Hacker News new | ask | show | jobs
by devxpy 2863 days ago
Performance doesn't equal Better software.

In fact, I think Performance centric development is a lesser known evil.

> have all your data before creating your processes/pool

Zproc exposes the required API for this (Nothing new, just the python API) :)

https://zproc.readthedocs.io/en/latest/api.html#zproc.Proces... (args and kwargs)

> a massive dataset

Wouldn't you be better off using a Database for that kind of work?

> Because of copy-on-write fork magic, many multiprocessing configurations (including the default) can "send" that data to child processes in constant time

Any resources on how to implement that?

1 comments

> Any resources on how to implement that?

  big_data = read_huge_binary_or_string()

  def process_range(rng):
    start, end = rng
    do_something(big_data[start:end])

  pool = multiprocesing.Pool(2)
  pool.map(process_range, [
    (0, 10000),
    (10001, len(big_data),
  ])
Also, after doing some research:

The `multiprocessing.Pool` uses a `multiprocessing.Queue` in the background to retrieve the results after completion.

The `multiprocessing.Queue` in turn uses `multiprocessing.connection.Pipe` and sends the pickled objects over to the wire.

So I don't see how this is any better than ZMQ.

Just because stuff has an API that doesn't look like message passing doesn't mean it can't be doing that in the background.
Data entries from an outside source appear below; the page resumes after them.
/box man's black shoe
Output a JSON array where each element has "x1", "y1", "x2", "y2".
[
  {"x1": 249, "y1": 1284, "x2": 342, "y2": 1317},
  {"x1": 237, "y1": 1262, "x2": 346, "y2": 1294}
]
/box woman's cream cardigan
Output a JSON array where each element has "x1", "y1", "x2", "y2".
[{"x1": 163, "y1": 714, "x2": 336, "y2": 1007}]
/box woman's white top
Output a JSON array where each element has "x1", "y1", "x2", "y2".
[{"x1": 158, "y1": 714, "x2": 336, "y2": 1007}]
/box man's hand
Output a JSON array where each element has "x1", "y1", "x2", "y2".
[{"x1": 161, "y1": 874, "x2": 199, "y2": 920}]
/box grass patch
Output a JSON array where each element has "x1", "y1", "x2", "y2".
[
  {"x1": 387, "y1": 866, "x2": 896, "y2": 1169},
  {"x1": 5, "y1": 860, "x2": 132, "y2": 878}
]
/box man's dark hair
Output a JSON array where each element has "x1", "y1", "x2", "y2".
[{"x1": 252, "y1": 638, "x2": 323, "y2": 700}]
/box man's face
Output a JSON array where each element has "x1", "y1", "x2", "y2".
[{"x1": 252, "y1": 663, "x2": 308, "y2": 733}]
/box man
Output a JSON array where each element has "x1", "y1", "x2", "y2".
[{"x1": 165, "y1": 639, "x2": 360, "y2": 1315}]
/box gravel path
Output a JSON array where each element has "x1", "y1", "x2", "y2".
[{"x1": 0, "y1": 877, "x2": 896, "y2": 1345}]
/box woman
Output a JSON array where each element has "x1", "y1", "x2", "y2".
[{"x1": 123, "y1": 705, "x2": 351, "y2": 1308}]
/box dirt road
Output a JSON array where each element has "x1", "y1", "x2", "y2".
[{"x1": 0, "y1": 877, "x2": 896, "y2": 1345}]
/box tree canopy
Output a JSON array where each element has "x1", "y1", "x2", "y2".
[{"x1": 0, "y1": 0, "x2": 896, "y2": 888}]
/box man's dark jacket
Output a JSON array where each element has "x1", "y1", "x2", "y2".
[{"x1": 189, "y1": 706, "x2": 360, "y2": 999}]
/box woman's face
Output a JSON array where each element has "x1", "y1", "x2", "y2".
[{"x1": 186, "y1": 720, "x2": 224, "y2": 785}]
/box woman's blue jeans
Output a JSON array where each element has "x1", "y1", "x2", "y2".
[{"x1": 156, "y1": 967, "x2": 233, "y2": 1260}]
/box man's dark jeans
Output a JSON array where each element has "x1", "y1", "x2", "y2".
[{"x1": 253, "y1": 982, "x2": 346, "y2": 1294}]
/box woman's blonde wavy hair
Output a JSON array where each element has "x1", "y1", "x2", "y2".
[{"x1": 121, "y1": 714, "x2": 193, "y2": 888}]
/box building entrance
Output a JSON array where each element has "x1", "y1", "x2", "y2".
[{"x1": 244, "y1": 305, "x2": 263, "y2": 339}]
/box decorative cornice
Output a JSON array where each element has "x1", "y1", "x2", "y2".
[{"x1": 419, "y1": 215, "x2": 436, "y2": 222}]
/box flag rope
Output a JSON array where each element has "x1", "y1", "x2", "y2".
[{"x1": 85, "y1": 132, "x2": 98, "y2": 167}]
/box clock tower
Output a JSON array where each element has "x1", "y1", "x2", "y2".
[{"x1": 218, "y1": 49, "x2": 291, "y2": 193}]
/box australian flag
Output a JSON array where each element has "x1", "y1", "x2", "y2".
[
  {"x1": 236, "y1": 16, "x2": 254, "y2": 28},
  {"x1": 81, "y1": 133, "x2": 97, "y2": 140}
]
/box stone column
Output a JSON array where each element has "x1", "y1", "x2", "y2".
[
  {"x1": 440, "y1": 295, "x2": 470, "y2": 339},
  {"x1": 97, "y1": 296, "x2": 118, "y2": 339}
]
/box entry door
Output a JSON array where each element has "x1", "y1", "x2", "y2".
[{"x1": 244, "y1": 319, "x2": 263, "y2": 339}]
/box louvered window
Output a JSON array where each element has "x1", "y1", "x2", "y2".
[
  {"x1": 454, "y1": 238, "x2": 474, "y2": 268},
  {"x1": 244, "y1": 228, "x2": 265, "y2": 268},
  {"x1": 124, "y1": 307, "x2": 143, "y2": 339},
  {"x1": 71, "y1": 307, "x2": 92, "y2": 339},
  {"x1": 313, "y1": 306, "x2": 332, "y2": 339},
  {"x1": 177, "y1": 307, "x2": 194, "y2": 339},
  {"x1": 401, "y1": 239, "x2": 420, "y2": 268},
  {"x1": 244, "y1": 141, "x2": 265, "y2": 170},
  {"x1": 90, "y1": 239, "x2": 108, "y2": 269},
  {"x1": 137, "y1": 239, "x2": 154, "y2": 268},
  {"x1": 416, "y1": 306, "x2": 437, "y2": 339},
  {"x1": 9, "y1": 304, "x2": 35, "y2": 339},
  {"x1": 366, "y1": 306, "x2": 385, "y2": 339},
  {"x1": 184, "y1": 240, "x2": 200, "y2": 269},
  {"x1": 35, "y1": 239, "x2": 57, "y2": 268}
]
Which is funny, because that's the whole point of ZProc.

I realize the subtle difference that Cpython uses pipes, not sockets, unlike ZMQ. But that doesn't really make a difference now, does it?

Proof:

Process Pool worker, returning the result by using `outqueue.put()`

https://github.com/python/cpython/blob/86b89916d1b0a26c1e77f...

multiprocessing Queue, initializing a Pipe

https://github.com/python/cpython/blob/86b89916d1b0a26c1e77f...
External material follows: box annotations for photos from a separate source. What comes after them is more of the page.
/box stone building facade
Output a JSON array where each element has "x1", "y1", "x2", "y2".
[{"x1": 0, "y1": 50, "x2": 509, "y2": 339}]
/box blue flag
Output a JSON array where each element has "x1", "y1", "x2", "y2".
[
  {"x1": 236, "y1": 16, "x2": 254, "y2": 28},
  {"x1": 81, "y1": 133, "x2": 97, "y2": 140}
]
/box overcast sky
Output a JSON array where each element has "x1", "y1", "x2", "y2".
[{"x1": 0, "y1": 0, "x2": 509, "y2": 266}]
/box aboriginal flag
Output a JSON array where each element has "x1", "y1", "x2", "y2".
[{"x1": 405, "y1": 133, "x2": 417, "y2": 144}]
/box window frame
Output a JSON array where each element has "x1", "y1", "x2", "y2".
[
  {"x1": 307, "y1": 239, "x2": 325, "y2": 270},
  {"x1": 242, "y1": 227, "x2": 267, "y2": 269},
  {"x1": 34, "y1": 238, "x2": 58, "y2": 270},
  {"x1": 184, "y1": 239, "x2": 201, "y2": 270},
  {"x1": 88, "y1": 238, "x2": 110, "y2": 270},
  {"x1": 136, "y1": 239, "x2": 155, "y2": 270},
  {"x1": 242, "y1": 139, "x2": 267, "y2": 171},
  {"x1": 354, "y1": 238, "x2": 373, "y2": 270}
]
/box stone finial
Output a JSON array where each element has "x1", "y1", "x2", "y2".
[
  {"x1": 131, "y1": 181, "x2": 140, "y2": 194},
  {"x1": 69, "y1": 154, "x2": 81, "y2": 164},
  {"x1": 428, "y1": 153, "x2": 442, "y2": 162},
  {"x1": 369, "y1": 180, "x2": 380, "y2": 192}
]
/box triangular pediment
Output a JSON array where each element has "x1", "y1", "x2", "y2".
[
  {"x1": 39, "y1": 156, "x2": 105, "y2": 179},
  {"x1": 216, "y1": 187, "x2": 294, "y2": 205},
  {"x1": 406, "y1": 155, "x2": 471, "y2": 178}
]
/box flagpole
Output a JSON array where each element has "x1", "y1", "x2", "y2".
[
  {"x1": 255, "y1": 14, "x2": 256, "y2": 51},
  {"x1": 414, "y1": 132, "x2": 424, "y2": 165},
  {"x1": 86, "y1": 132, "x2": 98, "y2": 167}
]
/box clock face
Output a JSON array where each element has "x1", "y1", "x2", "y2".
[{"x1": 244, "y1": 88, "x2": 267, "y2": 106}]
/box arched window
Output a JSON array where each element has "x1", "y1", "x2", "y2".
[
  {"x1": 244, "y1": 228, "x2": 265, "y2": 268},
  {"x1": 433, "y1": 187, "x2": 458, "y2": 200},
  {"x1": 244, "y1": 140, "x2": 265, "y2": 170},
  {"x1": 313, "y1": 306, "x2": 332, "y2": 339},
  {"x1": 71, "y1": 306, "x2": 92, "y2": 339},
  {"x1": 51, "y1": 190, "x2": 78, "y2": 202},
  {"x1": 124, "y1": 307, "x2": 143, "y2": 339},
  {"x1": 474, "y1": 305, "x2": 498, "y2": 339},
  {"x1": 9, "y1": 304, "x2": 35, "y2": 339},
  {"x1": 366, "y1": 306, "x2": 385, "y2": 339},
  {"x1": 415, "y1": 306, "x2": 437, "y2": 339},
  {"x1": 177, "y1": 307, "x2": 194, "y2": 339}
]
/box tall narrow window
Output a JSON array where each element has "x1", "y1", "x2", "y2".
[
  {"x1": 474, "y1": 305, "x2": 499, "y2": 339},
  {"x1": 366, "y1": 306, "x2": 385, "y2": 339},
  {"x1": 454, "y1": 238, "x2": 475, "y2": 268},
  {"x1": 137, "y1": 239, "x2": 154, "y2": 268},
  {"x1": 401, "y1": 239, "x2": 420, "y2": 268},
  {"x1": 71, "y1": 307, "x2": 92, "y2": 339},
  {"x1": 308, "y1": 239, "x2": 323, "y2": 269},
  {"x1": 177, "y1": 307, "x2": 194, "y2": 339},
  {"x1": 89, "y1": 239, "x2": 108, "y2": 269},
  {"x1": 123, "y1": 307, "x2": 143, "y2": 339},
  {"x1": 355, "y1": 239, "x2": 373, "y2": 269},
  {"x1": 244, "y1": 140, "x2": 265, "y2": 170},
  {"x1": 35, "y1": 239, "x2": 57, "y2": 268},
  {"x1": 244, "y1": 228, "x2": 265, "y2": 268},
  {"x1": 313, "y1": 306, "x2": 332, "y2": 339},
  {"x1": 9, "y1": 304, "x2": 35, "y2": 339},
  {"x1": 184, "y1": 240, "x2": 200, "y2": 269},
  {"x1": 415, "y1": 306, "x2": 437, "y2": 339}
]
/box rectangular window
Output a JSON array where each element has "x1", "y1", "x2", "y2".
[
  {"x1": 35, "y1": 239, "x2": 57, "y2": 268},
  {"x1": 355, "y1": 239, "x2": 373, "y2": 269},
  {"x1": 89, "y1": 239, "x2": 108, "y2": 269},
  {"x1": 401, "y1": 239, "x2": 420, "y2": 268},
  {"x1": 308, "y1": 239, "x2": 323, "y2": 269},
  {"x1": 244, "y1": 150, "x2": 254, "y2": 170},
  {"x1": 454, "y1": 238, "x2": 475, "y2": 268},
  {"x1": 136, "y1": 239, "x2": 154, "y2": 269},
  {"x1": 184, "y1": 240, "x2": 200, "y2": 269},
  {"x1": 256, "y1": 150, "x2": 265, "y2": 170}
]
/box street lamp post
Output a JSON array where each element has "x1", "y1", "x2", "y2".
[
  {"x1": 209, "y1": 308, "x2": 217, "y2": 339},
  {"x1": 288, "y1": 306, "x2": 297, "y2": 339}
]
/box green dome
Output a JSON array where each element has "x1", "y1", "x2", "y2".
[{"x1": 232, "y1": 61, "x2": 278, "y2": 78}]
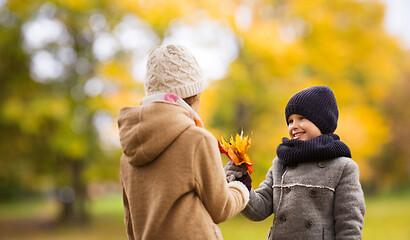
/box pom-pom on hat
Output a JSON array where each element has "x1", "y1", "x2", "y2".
[
  {"x1": 145, "y1": 45, "x2": 205, "y2": 98},
  {"x1": 285, "y1": 86, "x2": 339, "y2": 134}
]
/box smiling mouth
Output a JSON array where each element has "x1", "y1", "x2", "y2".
[{"x1": 293, "y1": 132, "x2": 305, "y2": 139}]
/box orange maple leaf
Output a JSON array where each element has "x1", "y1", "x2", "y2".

multiprocessing Queue serializing data to send it using that Pipe

https://github.com/python/cpython/blob/86b89916d1b0a26c1e77f...

No pipes or queues are used as part of the example code above. It transfers the large piece of data without serialization.

The point of the original post is that MP lets you do more than just serialize/ship data around after pool start time; there are substantial optimizations you can do if you know lots of the data you need to process early on.

Right, that only concerns sending data at startup, which both Python (and zproc) already do.

I thought you were talking about sending data to child processes in constant* time, while it was running.